Para Paulo Sérgio Boggio, coordenador do Laboratório de Neurociência Cognitiva e Social do Centro de Ciências Biológicas e da Saúde da Universidade Presbiteriana Mackenzie de São Paulo, o estudo investiga uma questão crucial para as próteses do futuro. “A questão da sensibilidade é um ponto-chave. Ela ajuda a guiar os movimentos, de forma que não exista exagero ou ausência de pressão ao segurar uma taça de vinho, por exemplo. Ninguém calcula deliberadamente quantos Newtons de força estão sendo usados para abrir uma maçaneta”, comenta o especialista, que não participou do trabalho. “O estudo traz um baita avanço. No entanto, ele sugere um método invasivo que necessita de estimulação diretamente. Mesmo assim, é importante para pavimentar o caminho rumo a essas próteses mais sensíveis”, acrescenta.

Embora reconheça que a microestimulação intracortical seja extremamente invasiva, Sliman Bensmaia acredita que o passo é necessário para melhorar os modelos de prótese existentes hoje. “A técnica tem potencial de restaurar o sistema sensorial, e isso é suficiente para justificar o risco, especialmente em pacientes com lesão medular, para quem muitas opções menos invasivas não estão disponíveis”, argumenta.


Três perguntas para...

Rogério Sales Gonçalves, professor da Faculdade de Engenharia Mecânica da Universidade Federal de Uberlândia (UFU)

O que já existe hoje no mundo das próteses sensíveis?
A maioria das próteses existentes são funcionais para realização de tarefas simples do cotidiano, como pegar objetos, permitindo inclusive as pessoas se alimentar e tomar um copo de água. As próteses mais avançadas permitem o acionamento a partir de sinais enviados pelo próprio corpo, isso é, para pegar um objeto, o usuário contrai um determinado músculo e, com isso, a prótese é acionada. Quanto maior a intensidade dessa contração, maior a força aplicada sobre o objeto. Esses equipamentos podem ter sensores de força e de temperatura, mas as informações não são enviadas para o cérebro. Da mesma forma, as próteses existentes não conseguem ainda enviar para o cérebro informações sobre o tato.

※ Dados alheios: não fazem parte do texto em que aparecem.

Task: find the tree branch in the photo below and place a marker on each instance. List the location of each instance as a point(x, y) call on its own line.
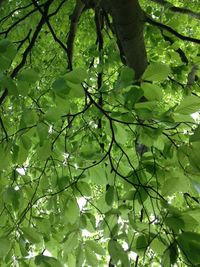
point(169, 29)
point(128, 20)
point(28, 49)
point(75, 17)
point(176, 9)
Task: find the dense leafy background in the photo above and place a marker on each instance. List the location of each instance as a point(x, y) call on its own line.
point(90, 175)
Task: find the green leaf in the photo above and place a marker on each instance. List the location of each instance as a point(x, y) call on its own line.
point(109, 197)
point(132, 96)
point(189, 244)
point(28, 75)
point(84, 188)
point(127, 75)
point(152, 92)
point(196, 135)
point(72, 211)
point(5, 246)
point(156, 72)
point(175, 184)
point(117, 253)
point(95, 247)
point(165, 261)
point(141, 243)
point(61, 87)
point(76, 90)
point(91, 257)
point(31, 234)
point(76, 76)
point(188, 105)
point(45, 261)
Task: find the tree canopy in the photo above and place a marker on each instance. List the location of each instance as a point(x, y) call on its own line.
point(99, 133)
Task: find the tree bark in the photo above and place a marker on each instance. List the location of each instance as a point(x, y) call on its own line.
point(128, 20)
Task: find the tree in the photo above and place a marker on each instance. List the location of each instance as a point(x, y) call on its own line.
point(100, 136)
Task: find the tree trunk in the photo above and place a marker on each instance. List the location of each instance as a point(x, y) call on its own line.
point(128, 20)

Qual é o maior desafio para produzir esses equipamentos?
É estabelecer formas de interação com o meio ambiente, fazer a interpretação dessa interação e transformar as informações em sinais que serão enviados ao cérebro em regiões específicas. Por exemplo, ao tocar uma pessoa, podemos sentir leves tremores dessa pessoa, e o nosso cérebro consegue distinguir se aquele tremor é devido a um susto, a um estado de febre ou mesmo a um sentimento de atração. O maior problema é enviar esses sinais para o cérebro e para o local correto.

Qual é o futuro das próteses?
Acredito na possibilidade de termos membros superiores e inferiores totalmente substituídos e as próteses serem sensíveis. Já temos vários órgãos artificiais, inclusive corações, e pesquisas que conseguem, a partir das células-tronco, construir órgãos.